Gutes Team: Niko Kappel (li.) und Peter Salzer, Landestrainer Kugelstoßen. Foto: Baumann

Niko Kappel ist fester Bestandteil einer ungewöhnlichen Traningsgruppe: Der nur 1,40 m große Kugelstoßer entwickelt sich unter Landestrainer Peter Salzer prächtig.

Stuttgart - Wer wie Niko Kappel für einen Erwachsenen ungewöhnlich klein ist und damit von der Norm abweicht, der zieht automatisch neugierige Blicke auf sich. Das kann manchmal ganz schön nerven, ebenso wie die Tatsache, dass er sich die Welt oft von unten ansehen muss, wenn er beispielsweise vor einem Fahrkartenschalter oder einer Türklingel steht. Aber da gibt es auch diesen ganz besonderen Bereich, in dem der kleinwüchsige junge Mann einfach ganz er selbst und vor allem außergewöhnlich gut sein kann. Es ist dieser Moment, wenn Niko Kappel den Kugelstoßkreis betritt und dann versucht mit sich und der Kugel im Einklang zu stehen.

Bei der WM der Behinderten in Doha soll eine Medaille her

Das Schwierige an dieser Sportart ist die Kombination aus Kraft und Schnelligkeit. Man kann einerseits über sehr viel Kraft weit stoßen, andererseits über sehr viel Schnelligkeit. Ein Stoß dauert insgesamt nicht mal eine Sekunde. Bei dem nur 1,40 m kleinen Werfer kommen noch die kurzen Hebel hinzu. Es ist deshalb nicht leicht, die optimale Technik und Geschwindigkeit für ihn zu finden. Niko Kappel ist dabei, diese Balance immer besser zu finden, und hat sich einen Startplatz bei der Leichtathletik-Weltmeisterschaft der Behinderten (21. bis 28. Oktober) in Doha erkämpft. „Und da will ich möglichst eine Medaille gewinnen“, sagt Niko Kappel.

Der 20-jährige ist Teil einer außergewöhnlichen Trainingsgruppe, denn Kappel trainiert im Olympiastützpunkt in Stuttgart bei Peter Salzer, dem Landestrainer Kugelstoßen, zu dessen Team auch der deutsche Vizemeister Tobias Dahm gehört. „Niko ist ein vollwertiges Mitglied, und ich will da auch gar nichts von Integration und Inklusion hören“, sagt Salzer. Zweimal die Woche ist Niko Kappel in Stuttgart, die dritte Einheit absolviert er bei den TSF Welzheim, seinem Heimatverein. Unter der Regie von Salzer hat sich Niko prächtig entwickelt, sich von 10,45 m auf 12,66 m gesteigert, weil er sich von der Angleittechnik auf die Drehstoßvariante umgestellt hat. „Damit verlängert er den Beschleunigungsweg und erhält gleichzeitig eine höhere Körperspannung “, sagt Peter Salzer. Einen Wurf über die 13 Meter traut er ihm noch zu in diesem Jahr.

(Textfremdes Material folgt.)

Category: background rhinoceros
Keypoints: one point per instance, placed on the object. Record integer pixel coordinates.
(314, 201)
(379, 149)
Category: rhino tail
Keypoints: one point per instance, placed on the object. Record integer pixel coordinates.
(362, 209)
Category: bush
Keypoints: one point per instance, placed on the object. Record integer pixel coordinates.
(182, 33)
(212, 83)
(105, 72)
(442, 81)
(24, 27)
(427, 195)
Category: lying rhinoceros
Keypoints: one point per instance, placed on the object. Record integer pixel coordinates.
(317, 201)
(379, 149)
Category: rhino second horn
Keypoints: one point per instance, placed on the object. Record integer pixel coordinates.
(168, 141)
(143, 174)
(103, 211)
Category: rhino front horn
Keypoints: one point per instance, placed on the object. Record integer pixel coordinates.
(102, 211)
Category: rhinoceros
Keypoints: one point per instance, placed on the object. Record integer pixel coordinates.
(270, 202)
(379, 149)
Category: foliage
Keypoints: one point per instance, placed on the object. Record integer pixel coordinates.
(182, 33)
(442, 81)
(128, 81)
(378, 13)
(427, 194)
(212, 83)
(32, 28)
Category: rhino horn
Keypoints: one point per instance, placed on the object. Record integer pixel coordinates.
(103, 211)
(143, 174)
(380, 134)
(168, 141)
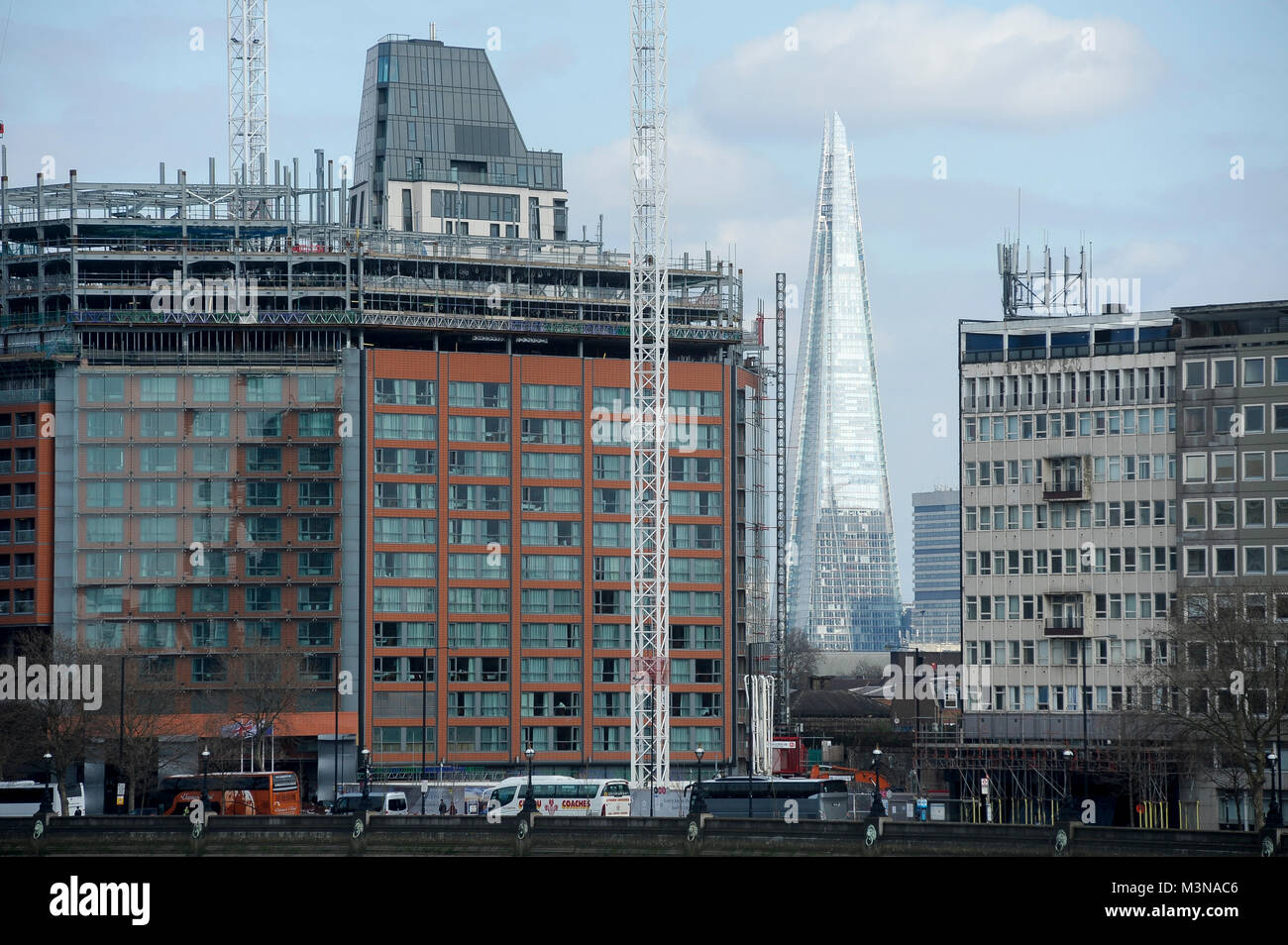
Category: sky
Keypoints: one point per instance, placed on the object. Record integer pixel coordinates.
(1151, 132)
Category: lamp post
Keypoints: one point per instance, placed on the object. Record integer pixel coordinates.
(366, 778)
(1065, 812)
(1275, 816)
(697, 804)
(529, 798)
(47, 801)
(877, 807)
(424, 708)
(1086, 698)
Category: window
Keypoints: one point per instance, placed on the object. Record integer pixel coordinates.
(316, 387)
(104, 424)
(478, 497)
(1194, 420)
(473, 429)
(104, 389)
(478, 531)
(612, 535)
(562, 432)
(614, 468)
(1223, 512)
(552, 533)
(404, 391)
(553, 465)
(1223, 468)
(263, 387)
(541, 498)
(316, 494)
(317, 634)
(1253, 512)
(209, 599)
(263, 422)
(478, 394)
(406, 461)
(318, 422)
(552, 396)
(159, 389)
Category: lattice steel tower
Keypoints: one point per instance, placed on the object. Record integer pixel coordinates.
(248, 91)
(651, 682)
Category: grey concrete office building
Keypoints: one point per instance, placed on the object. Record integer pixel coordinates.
(936, 612)
(1233, 442)
(1068, 518)
(438, 150)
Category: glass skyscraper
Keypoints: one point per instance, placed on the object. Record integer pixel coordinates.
(842, 578)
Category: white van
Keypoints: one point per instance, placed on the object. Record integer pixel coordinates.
(377, 802)
(24, 799)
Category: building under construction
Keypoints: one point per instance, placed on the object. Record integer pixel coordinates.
(386, 469)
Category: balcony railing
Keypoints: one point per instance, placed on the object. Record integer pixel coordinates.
(1061, 490)
(1064, 626)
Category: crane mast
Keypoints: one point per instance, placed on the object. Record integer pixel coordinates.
(651, 699)
(248, 91)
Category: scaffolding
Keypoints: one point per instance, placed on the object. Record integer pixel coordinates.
(1029, 783)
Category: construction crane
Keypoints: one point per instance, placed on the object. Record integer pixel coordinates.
(651, 680)
(248, 91)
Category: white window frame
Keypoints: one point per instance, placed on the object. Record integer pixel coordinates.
(1243, 374)
(1234, 464)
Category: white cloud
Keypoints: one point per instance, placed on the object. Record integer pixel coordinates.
(894, 63)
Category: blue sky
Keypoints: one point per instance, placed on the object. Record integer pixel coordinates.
(1126, 145)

„Niko ist eine Bereicherung für unsere Trainingsgruppe“

Den wird er im Quatar SC Stadium auch brauchen, wenn er bei der WM in der Klasse F41 den Titel holen will. Favorit ist der Pole Bartosz Tyszkowsiki, der die Weltrangliste mit 13,25 m anführt und quasi unter Profibedingungen zehnmal die Woche trainieren kann. Niko Kappel arbeitet dagegen fast täglich acht Stunden bei einer Bank und kommt nur auf drei Trainingseinheiten die Woche. „Niko ist eine Bereicherung für unsere Trainingsgruppe und hat die anderen Athleten mit seiner guten Laune mitgerissen“, sagt Peter Salzer. Am besten wäre für Kappel deshalb schon im ersten Versuch ein Wurf über die 13 Meter, um den Konkurrenten zu schocken und unter Druck zu setzen.

Im Moment bereitet er sich im Trainingslager im portugiesischen Albufeira vor. Peter Salzer hat ihm einen Plan mitgegeben. Ob der aufgeht, wird sich schon an diesem Samstag zeigen, wenn Kappel bei einem Werfermeeting in Königsbach-Stein startet. „Ich habe mich schon früh fürs Werfen entschieden, lange Speer und Kugel parallel gemacht“, sagt Niko Kappel, der im Juniorenbereich in den beiden Disziplinen mehrere WM-Titel gewonnen hat. Jetzt will er auch bei den Aktiven überzeugen. Das ist nicht leicht, weil er in Deutschland eigentlich keinen erstzunehmenden Konkurrenten hat und auf nationaler Ebene kaum gefordert wird.

Startplatz bei Paralympics 2016 in Rio fast sicher

Deshalb hat der Welzheimer bei den Paralympics 2016 in Rio einen Startplatz fast schon sicher. Und auch dafür hat sein Trainer eine neue Strategie entwickelt, will nach der WM die Drehung von vier auf fünf Viertel umstellen. „Niko hat noch unheimliche Reserven“, sagt Salzer. Sein Schicksal hat sich Niko Kappel nicht ausgesucht, aber er hat gelernt, damit zu leben. „Ich habe viel mehr Respekt vor Sportlern, die gesund waren und plötzlich mit einer Behinderung klarkommen müssen. Da wieder aufzustehen ist unheimlich schwer“, sagt Kappel.